Biochemical Analysis of Chromatin Remodelling Activity Of Type-ISP Restriction Modification Enzyme LlabIII

Abstract

Type ISP restriction-modification (RM) enzymes are bacterial defense systems that nucleolytically cleave foreign DNA entering a bacterial cell (restriction) and protect the host DNA from being restricted by methylating the host DNA (modification).

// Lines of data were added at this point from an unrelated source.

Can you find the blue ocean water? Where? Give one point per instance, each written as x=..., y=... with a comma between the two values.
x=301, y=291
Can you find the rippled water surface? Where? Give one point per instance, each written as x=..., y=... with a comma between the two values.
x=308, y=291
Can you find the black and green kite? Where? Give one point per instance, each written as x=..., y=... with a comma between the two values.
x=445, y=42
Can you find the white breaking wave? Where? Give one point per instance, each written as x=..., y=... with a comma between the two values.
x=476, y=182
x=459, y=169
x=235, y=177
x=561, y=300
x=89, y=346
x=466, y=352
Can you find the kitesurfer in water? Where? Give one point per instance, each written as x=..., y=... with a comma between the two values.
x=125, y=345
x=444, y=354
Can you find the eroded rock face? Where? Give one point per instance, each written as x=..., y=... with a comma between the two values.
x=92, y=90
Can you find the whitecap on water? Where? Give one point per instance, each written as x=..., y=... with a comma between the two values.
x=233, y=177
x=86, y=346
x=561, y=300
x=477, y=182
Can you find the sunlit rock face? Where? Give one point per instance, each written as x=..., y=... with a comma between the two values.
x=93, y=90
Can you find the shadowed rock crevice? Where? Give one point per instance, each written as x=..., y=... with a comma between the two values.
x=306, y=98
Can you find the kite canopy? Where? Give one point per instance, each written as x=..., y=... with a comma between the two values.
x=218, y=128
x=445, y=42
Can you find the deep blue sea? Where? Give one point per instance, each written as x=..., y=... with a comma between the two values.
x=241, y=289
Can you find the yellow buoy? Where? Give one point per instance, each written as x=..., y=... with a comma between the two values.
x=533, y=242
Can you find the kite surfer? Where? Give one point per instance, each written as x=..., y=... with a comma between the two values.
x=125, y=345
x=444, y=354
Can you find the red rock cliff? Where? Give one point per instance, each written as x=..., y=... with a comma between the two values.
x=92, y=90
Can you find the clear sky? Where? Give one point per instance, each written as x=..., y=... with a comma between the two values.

The nucleolytic activity of the enzyme requires hydrolysis of ATP. Cleavage happens when two Type ISP enzymes loaded on their specific target sequence converge subsequent to ATP-dependent translocation (one-dimensional motion) along the DNA (Chand et al., 2015). Interestingly, the ATPase motor that drives DNA translocation is conserved in other enzymes, including chromatin remodelers, such as SWI/SNF and Ino80 (Hopfner et al., 2012; Narlikar et al., 2013), DNA repair enzyme Rad54 (Thoma et al., 2005) etc. The domains(Figure1) of Type-ISP RM Enzymes are TRG (Target recognition domain), MTase domain (for methylating the foreign DNA), SF2 helicase like ATPase domain (for hydrolysis of ATP) and Nuclease domain (for nuclease activity). Chromatin remodelers help in making changes in interaction between DNA and histone octamer. H2A, H2B, H3, H4 dimers are the subunits of the octamers. The aim of the project was to find if Type ISP enzyme can remodel chromatin. To address this question, nucleosome was assembled as roadblocks on path of the Type ISP enzyme. Remodeling of nucleosome was examined using biochemical assays. The assays helped us in arriving at the conclusion that the TypeISP RM enzyme LlaBIII could remove the roadblock (histone octamer bound to a DNA substrate).